An Urgent Problem to Solve

The internet is the largest ever social experiment in human history. While its many benefits to children are manifest, it also provides them with direct access to harmful content, including online pornography, 24-hours a day. Mental health and other professionals did not and could not have imagined or anticipated the rapid acceleration and complexity of problematic sexual behaviours that have arisen from children’s exposure to online pornography.

Research has shown that children often stumble on harmful content by accident or because of natural curiosity about sex. Minors viewing legal pornography online is a child protection issue that requires urgent attention. However, what is often overlooked is how children’s exposure to pornography can contribute to their early sexualization which, in turn, renders them more vulnerable to sexual exploitation by those within their own peer or social group, or by predatory adults normally outside their everyday range of contacts at school—in the community or online. Ease of access to pornography also contributes to a host of other mental, behavioural, safety and health consequences.
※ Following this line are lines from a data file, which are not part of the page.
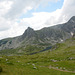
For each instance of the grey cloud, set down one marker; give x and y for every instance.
(20, 5)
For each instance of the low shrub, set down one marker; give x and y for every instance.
(0, 69)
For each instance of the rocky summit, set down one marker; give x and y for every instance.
(47, 36)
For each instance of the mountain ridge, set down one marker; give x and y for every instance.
(46, 36)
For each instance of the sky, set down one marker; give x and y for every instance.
(17, 15)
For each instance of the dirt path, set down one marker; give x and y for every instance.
(50, 67)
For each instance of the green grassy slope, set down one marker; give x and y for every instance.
(59, 61)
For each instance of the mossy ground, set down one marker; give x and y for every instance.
(63, 58)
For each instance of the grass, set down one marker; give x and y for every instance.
(62, 57)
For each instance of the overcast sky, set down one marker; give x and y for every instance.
(17, 15)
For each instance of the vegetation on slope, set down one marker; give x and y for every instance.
(59, 61)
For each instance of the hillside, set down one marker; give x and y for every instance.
(40, 39)
(59, 61)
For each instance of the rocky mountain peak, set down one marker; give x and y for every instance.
(29, 32)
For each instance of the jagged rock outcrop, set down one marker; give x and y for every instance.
(47, 35)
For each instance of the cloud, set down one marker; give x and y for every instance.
(22, 6)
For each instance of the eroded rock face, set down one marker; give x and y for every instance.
(47, 35)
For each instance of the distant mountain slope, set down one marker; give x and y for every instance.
(47, 36)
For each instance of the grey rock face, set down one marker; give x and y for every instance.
(47, 35)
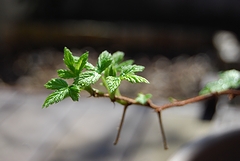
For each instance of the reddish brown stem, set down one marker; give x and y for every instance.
(121, 124)
(162, 130)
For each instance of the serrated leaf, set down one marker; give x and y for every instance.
(142, 99)
(55, 84)
(135, 79)
(87, 78)
(117, 57)
(113, 83)
(110, 71)
(228, 79)
(89, 66)
(56, 97)
(69, 59)
(132, 69)
(104, 60)
(74, 92)
(66, 74)
(81, 62)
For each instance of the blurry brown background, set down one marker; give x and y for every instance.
(183, 45)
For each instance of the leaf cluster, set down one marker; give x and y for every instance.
(111, 69)
(229, 79)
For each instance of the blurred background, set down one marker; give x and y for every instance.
(183, 44)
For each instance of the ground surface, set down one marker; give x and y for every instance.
(86, 130)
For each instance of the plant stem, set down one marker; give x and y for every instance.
(162, 130)
(121, 124)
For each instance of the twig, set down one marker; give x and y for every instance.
(121, 124)
(162, 130)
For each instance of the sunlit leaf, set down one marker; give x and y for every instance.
(104, 60)
(113, 83)
(74, 92)
(135, 79)
(117, 57)
(56, 97)
(80, 64)
(87, 78)
(69, 60)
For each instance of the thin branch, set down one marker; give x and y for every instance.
(121, 124)
(231, 92)
(162, 130)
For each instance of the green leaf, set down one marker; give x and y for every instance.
(142, 99)
(56, 83)
(110, 71)
(113, 83)
(81, 62)
(135, 79)
(104, 60)
(228, 79)
(117, 57)
(132, 69)
(74, 92)
(89, 66)
(56, 97)
(66, 74)
(69, 59)
(87, 78)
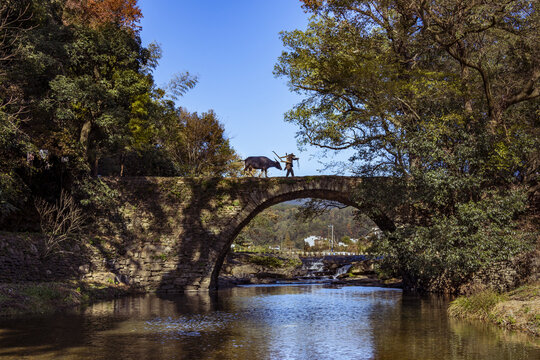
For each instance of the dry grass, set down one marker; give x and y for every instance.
(42, 298)
(518, 309)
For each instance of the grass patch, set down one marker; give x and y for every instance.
(41, 298)
(518, 309)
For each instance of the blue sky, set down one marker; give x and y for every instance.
(232, 47)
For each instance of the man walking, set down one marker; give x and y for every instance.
(289, 158)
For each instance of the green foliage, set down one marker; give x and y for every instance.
(267, 261)
(445, 253)
(96, 194)
(478, 306)
(280, 225)
(76, 81)
(198, 146)
(440, 94)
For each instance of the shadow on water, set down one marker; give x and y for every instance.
(266, 322)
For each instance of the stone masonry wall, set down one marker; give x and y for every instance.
(172, 234)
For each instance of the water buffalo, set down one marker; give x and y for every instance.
(260, 162)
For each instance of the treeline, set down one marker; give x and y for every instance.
(442, 94)
(281, 225)
(78, 99)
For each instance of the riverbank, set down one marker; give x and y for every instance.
(30, 298)
(518, 309)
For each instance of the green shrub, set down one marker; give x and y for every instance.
(266, 261)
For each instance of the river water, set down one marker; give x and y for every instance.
(264, 322)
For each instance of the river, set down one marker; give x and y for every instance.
(264, 322)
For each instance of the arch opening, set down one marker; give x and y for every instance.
(375, 215)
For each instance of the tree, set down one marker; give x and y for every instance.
(14, 21)
(198, 145)
(442, 94)
(96, 13)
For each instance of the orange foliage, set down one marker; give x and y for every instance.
(126, 13)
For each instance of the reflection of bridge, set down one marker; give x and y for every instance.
(312, 254)
(179, 230)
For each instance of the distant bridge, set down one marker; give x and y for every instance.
(177, 231)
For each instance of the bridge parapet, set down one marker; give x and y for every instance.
(193, 221)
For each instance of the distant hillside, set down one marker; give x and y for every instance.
(278, 225)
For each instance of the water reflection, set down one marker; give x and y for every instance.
(264, 322)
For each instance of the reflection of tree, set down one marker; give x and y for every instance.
(419, 328)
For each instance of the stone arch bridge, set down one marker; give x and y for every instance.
(173, 233)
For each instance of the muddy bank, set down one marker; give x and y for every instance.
(518, 309)
(30, 298)
(251, 268)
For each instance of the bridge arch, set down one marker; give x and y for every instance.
(377, 215)
(177, 231)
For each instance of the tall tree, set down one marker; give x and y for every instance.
(198, 145)
(442, 94)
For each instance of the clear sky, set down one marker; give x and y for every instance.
(232, 47)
Much of modern pornography portrays extreme themes and sexual violence. Unrestricted access to it will continue to be a significant contributing component to changing and rewiring the minds of children and promoting conduct that is at odds with widely established healthy norms. It has been found that higher-level brain functioning such as insight, empathy, intuition, and a sense of morality is strengthened in the brain when the mind, the body, the brain, and our relationships are integrated in a healthy manner. Thus, focused attention on pornography may hijack child development by the forming of damaging neural connections.

Knowing about the way the focus of attention changes the structure and function of the brain throughout the lifespan opens new doors to healing and growth at the individual, family, community, and global levels.
~ Dr. Dan Siegal

Peer-reviewed research and anecdotal reports indicate that unrestricted access and use of pornography fuels childhood trauma, sexual exploitation, self-produced sexual images, child-on-child sexual abuse, sexism and objectification, domestic violence, family breakdown, risky sexual behaviour, mental health issues, vulnerability to online predators, and compulsive sexual behaviours.
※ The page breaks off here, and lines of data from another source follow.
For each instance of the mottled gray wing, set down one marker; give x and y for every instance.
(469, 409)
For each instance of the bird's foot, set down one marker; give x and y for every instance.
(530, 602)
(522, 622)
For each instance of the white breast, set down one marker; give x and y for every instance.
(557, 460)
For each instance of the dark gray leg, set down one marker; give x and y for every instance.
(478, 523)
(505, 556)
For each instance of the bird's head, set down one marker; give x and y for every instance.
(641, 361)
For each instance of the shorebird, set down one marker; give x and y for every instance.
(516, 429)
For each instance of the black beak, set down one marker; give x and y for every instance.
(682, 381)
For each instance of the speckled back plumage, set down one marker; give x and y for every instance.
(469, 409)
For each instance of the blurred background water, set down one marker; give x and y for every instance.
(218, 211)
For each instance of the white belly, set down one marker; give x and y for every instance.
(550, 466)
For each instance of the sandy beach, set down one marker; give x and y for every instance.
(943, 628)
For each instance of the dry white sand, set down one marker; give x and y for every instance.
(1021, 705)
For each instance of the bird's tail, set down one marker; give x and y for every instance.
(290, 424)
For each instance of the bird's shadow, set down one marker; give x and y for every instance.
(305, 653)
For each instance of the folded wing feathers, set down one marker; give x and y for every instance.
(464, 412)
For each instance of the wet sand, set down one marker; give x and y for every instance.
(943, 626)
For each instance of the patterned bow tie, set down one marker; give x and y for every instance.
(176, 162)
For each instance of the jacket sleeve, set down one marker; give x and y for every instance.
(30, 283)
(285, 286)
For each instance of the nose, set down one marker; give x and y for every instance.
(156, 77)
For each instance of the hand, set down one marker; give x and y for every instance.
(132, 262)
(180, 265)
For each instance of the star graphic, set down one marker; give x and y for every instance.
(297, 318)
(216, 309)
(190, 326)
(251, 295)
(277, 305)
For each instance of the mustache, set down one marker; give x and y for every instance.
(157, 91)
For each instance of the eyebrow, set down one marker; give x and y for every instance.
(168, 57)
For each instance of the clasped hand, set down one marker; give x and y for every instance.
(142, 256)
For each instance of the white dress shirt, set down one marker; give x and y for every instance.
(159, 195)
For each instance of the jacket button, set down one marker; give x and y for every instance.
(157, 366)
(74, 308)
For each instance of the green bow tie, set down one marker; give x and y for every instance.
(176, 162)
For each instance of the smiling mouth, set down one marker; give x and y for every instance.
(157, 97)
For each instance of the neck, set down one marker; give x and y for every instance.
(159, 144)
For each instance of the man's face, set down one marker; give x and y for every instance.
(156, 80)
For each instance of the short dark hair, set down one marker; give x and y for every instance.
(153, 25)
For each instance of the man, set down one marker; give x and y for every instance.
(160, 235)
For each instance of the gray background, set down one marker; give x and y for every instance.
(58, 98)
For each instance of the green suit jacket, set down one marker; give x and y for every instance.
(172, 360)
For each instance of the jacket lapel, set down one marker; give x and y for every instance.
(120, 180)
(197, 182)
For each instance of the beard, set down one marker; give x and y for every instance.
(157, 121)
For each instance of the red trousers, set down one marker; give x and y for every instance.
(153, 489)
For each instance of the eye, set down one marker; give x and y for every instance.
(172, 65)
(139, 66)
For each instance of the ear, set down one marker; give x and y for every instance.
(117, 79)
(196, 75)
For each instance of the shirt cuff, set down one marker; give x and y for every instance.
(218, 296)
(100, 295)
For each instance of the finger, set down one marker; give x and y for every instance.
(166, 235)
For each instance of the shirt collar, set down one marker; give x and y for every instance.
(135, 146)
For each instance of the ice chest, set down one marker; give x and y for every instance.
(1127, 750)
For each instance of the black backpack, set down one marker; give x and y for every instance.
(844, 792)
The potential outcomes from children accessing online pornography are by no means exhaustive and the fallout is difficult to ignore. Unless professional intervention and support services, policy/legislation, technological/digital, education, and therapeutic solutions are put in place to ensure children and young people gain the support they need, this crisis will continue to unfold before our eyes. Moreover, given that pornography is a global business, children will not be adequately protected unless and until the problem is addressed globally.
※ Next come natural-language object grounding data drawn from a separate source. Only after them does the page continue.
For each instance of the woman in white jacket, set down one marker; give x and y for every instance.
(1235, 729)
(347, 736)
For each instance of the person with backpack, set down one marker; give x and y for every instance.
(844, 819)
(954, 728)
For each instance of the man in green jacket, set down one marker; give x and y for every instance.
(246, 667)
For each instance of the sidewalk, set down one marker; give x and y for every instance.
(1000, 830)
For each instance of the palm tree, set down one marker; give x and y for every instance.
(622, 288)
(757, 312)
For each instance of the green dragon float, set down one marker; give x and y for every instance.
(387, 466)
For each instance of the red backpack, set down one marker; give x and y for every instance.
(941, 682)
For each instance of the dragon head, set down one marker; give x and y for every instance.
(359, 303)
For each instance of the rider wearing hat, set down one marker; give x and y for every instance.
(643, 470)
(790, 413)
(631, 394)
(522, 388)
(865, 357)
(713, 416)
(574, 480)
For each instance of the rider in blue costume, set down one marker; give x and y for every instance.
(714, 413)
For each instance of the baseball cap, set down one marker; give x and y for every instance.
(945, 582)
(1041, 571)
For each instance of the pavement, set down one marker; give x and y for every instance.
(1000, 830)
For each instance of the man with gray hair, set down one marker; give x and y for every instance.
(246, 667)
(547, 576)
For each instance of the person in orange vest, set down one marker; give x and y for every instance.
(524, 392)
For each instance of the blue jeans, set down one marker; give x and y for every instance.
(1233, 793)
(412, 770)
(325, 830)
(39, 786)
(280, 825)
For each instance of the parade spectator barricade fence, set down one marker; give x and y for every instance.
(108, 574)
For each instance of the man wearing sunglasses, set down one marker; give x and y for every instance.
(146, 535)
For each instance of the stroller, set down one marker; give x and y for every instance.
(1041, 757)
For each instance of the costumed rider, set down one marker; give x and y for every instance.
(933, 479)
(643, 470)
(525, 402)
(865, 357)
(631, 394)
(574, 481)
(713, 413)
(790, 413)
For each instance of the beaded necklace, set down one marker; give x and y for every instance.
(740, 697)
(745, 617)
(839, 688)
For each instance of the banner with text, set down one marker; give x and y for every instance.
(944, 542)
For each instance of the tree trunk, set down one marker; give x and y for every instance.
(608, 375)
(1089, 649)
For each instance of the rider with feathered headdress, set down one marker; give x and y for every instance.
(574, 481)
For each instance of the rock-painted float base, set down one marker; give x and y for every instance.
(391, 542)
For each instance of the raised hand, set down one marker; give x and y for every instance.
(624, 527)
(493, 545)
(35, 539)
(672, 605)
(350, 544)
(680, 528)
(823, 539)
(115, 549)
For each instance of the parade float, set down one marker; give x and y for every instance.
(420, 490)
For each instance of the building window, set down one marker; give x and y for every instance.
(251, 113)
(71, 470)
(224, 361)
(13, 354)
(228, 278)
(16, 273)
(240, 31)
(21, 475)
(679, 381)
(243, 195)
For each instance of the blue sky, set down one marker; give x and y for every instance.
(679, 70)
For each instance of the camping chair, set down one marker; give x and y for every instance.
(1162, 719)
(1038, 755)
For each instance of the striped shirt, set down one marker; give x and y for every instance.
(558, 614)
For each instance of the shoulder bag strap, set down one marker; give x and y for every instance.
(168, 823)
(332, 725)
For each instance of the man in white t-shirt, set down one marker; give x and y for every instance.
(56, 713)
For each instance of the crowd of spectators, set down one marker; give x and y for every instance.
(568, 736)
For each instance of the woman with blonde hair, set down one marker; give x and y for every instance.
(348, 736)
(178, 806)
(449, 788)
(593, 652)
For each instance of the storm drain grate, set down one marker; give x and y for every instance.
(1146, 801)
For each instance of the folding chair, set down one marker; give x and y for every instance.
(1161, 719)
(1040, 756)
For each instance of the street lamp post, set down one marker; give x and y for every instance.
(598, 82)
Defining Online Pornography

**“Online Pornography”: Attitudes towards pornographic visual depictions of sexual activity can vary substantially between cultures. It is unlikely there will ever be an agreed definition that will find universal acceptance. For that reason, it is best to anchor our discussions in existing legal standards.

Different countries have different definitions of what kind of pornography is considered legal. Some countries may not define it at all. Definitions that can range from the exceptionally strict and narrow, typically found in some theocratic regimes, to very broad and permissive, typically found in the liberal democracies. Where a definition does exist, generally “online pornography” would be sexualized content that is deemed suitable for adults to access. Adults normally are persons over the age of 18. In addition, it is noted that some online pornography platforms may host or provide links to content that is widely recognised as being illegal, for example, child sex abuse materials, revenge porn (also referred to as image-based abuse), and so-called “snuff” movies. The platform owners may or may not be aware that they are doing this, or they may not take sufficient care to prevent their virtual properties being misused used in that way, relying on the kind of legal immunities provided by the USA’s s230 CDA 1996 and the EU’s eCommerce Directive to avoid civil and criminal liability.